Denali wolf

A wolf stands in the brush near Wonder Lake in Denali National Park and Preserve.  File photo courtesy of National Park Service 

Denali National Park wolf buffer bill goes to Alaska House floor

FAIRBANKS - State biologists issued an emergency order Friday closing the wolf hunting and trapping season on state land along the Stampede Trail, including land adjacent to the eastern boundary of Denali National Park and Preserve.

The area has been the site of a years-long political and public policy battle about the killing of wolves that roam on state and federal land.

"Preliminary data indicate up to eight wolves have been taken this year in the area near the Stampede Trail, though exact harvest locations are unknown," a news release from the Department of Fish and Game reads. "Over the last five years, the average area harvest has been about four wolves per year."

Hunting season for wolves had been scheduled to run through April 15, and trapping season was to end on April 30. The wolf season will remain open for hunters until 11:59 p.m.
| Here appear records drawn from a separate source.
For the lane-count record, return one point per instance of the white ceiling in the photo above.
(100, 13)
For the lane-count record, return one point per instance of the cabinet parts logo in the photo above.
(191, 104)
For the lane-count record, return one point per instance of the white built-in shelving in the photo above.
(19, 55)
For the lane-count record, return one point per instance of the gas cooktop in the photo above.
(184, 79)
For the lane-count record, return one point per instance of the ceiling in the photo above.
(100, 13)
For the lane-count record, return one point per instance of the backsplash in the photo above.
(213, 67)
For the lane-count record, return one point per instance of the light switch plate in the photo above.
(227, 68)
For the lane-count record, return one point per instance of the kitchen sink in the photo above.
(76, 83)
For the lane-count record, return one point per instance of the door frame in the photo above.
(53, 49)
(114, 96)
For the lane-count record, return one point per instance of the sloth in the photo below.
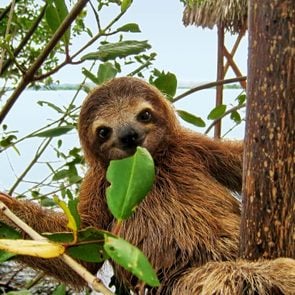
(190, 216)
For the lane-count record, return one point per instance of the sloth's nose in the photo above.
(129, 138)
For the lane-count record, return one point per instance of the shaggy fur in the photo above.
(189, 218)
(239, 277)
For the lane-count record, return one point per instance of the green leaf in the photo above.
(235, 116)
(111, 51)
(7, 232)
(73, 206)
(72, 225)
(61, 174)
(93, 252)
(55, 14)
(131, 258)
(60, 290)
(7, 141)
(131, 27)
(47, 202)
(21, 292)
(131, 179)
(167, 83)
(90, 76)
(125, 5)
(4, 256)
(54, 132)
(53, 106)
(190, 118)
(217, 112)
(106, 71)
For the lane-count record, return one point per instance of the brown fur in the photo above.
(190, 216)
(239, 277)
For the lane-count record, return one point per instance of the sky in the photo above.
(189, 52)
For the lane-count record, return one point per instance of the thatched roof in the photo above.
(232, 14)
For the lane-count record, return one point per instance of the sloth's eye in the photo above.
(145, 116)
(103, 133)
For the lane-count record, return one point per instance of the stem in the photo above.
(208, 85)
(224, 115)
(69, 60)
(27, 78)
(7, 32)
(79, 269)
(24, 41)
(41, 150)
(32, 163)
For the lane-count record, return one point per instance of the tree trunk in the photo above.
(268, 214)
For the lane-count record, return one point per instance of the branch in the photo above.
(69, 60)
(79, 269)
(43, 55)
(209, 85)
(24, 40)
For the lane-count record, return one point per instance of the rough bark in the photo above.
(268, 215)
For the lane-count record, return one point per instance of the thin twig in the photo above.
(235, 108)
(7, 32)
(79, 269)
(209, 85)
(27, 78)
(24, 41)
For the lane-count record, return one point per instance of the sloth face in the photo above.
(121, 115)
(117, 134)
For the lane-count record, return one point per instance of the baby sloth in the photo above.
(190, 216)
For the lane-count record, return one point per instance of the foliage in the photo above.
(93, 245)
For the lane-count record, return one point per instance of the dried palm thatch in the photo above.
(232, 14)
(240, 277)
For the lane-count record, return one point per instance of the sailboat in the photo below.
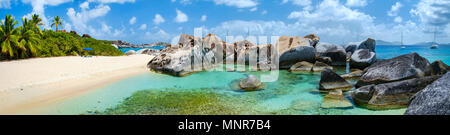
(434, 44)
(403, 46)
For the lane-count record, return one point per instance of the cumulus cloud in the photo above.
(133, 20)
(181, 17)
(143, 27)
(158, 19)
(356, 3)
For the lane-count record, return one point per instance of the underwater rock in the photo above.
(329, 80)
(433, 100)
(130, 52)
(362, 58)
(319, 66)
(396, 69)
(302, 66)
(336, 100)
(335, 52)
(250, 83)
(436, 68)
(355, 74)
(390, 95)
(293, 50)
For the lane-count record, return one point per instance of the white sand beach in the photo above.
(29, 83)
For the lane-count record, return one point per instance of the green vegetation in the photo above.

Monday and for an additional week for trappers, until 11:59 p.m. April 9.

The final number of wolves legally killed in the unit won't be known until trappers report their harvest. They have until 30 days after the season closes to file their report.

“Current levels of wolf harvest do not cause a biological or conservation problem for wolves in Unit 20C, which includes a large portion of Denali National Park and Preserve," Division of Wildlife Conservation Director Bruce Dale said in a news release. "However, there is the potential for more wolves to be harvested this season.”

The wolf population around Denali National Park has been a highly controversial subject for decades. Opponents of wolf hunting and trapping the area say the number of wolves being killed is having a detrimental affect on the overall wolf population in the region, especially in Denali National Park, where reported wolf sightings by visitors have declined in recent years.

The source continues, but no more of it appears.